Their YouTube thumbnails and titles, which should drive 50%+ of the organic traffic to each video, are underwhelming:

The “text hook” in the bottom of these recent Ringer NBA Show thumbnails are constantly covered by YouTube’s video length overlay.
Once again, the text is getting covered by the video length. Lots of abbreviations and shorthand in the titles. Not super clear to a stranger what this video is about.

What’s really going on here? And why is The Ringer pivoting to video so hard lately?

I think I can take a wild gue$$.

YouTube ad revenue is lucrative, especially for longer videos like full podcast episodes.

This makes sense intuitively.

A two-hour long video with 200,000 views, and an Average Percentage Viewed over 50% means ~100K people watched the video for over an hour.

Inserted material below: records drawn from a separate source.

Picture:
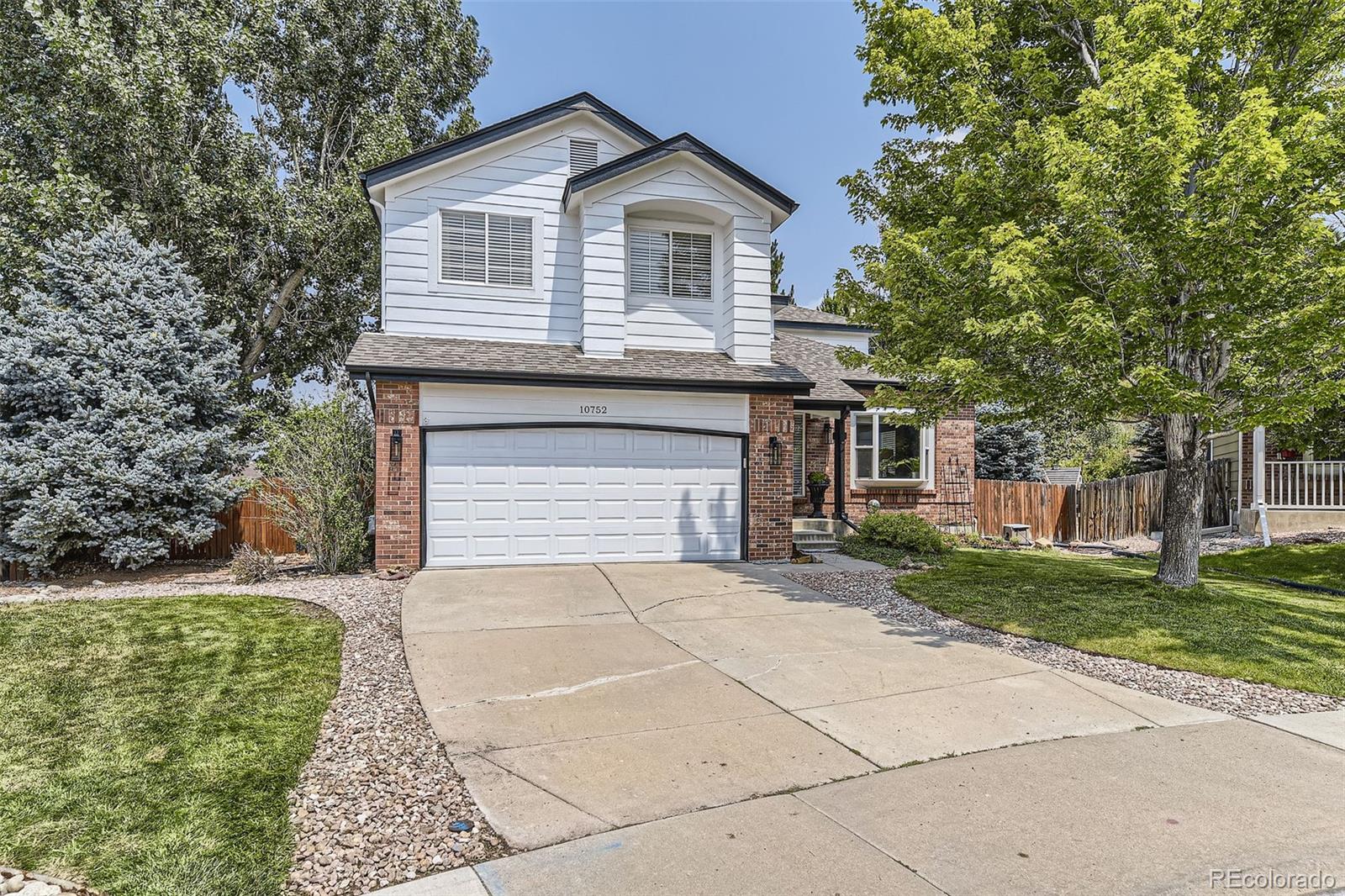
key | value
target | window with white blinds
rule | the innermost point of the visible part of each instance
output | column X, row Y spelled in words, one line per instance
column 583, row 155
column 672, row 262
column 482, row 248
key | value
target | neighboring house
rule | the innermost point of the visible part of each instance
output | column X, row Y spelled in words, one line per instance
column 1300, row 492
column 578, row 356
column 1066, row 475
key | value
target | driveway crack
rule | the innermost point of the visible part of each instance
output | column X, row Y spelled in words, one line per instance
column 565, row 689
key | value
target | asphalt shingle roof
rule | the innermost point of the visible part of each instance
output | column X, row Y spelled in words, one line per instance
column 820, row 363
column 477, row 360
column 789, row 314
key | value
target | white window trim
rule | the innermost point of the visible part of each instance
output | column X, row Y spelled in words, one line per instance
column 436, row 282
column 681, row 226
column 927, row 454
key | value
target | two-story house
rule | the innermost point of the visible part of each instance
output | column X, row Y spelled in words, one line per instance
column 580, row 358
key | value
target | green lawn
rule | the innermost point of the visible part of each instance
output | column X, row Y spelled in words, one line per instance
column 1226, row 626
column 1309, row 564
column 148, row 746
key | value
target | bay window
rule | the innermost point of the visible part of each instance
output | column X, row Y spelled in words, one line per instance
column 888, row 448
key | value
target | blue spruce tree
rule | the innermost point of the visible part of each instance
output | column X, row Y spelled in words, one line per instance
column 116, row 414
column 1008, row 448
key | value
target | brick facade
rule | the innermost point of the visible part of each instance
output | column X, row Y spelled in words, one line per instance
column 820, row 455
column 770, row 486
column 397, row 506
column 954, row 447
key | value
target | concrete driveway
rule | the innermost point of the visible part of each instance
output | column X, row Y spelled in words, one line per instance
column 720, row 728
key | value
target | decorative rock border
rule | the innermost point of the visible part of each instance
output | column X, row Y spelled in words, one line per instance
column 378, row 802
column 874, row 593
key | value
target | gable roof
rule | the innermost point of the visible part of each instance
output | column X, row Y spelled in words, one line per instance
column 501, row 129
column 448, row 360
column 665, row 148
column 800, row 318
column 834, row 382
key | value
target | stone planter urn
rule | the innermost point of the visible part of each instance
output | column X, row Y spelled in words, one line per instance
column 818, row 494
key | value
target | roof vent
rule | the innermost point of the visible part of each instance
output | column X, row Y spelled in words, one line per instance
column 583, row 155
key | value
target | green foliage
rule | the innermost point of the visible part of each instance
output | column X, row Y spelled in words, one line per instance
column 1226, row 626
column 150, row 746
column 1149, row 448
column 1127, row 208
column 1008, row 447
column 324, row 458
column 905, row 532
column 1100, row 448
column 120, row 108
column 778, row 271
column 116, row 423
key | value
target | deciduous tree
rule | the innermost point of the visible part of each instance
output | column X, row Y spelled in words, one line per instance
column 233, row 131
column 1123, row 208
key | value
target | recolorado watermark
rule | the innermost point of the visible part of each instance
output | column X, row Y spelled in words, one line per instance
column 1270, row 880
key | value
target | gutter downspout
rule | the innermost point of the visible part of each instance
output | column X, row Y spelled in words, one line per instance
column 838, row 490
column 369, row 387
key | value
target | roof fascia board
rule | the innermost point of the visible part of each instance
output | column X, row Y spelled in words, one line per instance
column 815, row 324
column 495, row 150
column 690, row 145
column 416, row 374
column 501, row 129
column 751, row 205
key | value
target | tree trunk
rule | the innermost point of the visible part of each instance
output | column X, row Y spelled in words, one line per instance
column 1184, row 498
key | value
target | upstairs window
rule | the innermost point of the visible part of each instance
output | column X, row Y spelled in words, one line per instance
column 583, row 155
column 670, row 264
column 488, row 249
column 888, row 450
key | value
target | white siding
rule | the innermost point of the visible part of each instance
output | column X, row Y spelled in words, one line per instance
column 522, row 177
column 447, row 405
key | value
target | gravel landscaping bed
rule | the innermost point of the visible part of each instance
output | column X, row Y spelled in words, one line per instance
column 378, row 801
column 873, row 591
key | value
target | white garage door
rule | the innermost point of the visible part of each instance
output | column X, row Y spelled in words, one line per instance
column 576, row 495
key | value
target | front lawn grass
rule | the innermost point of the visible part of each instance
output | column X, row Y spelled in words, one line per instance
column 148, row 746
column 1226, row 626
column 1309, row 564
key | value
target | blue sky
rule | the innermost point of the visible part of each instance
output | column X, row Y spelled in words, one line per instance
column 775, row 87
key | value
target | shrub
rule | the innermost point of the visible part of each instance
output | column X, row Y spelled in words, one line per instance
column 116, row 420
column 324, row 458
column 252, row 566
column 905, row 532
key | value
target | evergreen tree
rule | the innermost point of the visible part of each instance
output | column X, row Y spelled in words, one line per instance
column 1008, row 448
column 116, row 428
column 1150, row 448
column 778, row 271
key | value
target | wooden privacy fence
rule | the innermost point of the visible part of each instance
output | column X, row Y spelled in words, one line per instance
column 1048, row 509
column 248, row 522
column 1095, row 510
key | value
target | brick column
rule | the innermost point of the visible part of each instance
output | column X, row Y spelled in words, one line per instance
column 397, row 501
column 770, row 488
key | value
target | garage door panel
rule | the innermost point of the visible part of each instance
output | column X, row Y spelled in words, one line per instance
column 569, row 495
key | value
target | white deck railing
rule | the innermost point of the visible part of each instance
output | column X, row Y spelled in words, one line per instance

This has substantially more advertiser value than a 10-minute video, because it means YouTube (or Spotify) gets to run 12x as many advertisements to the engaged viewer.

Video also allows for more video advertisements on Spotify, who has signaled with this push that there is more money to be made in selling video ad space vs. audio.

However, this creates a disconnect.

The Ringer is optimizing for ad dollars, but ignoring the viewer experience.

The two metrics to optimize for on YouTube are Average Percentage Viewed (APV) and Impressions Click-through Rate (CTR).

To actually grow on YouTube, they need to rethink their approach.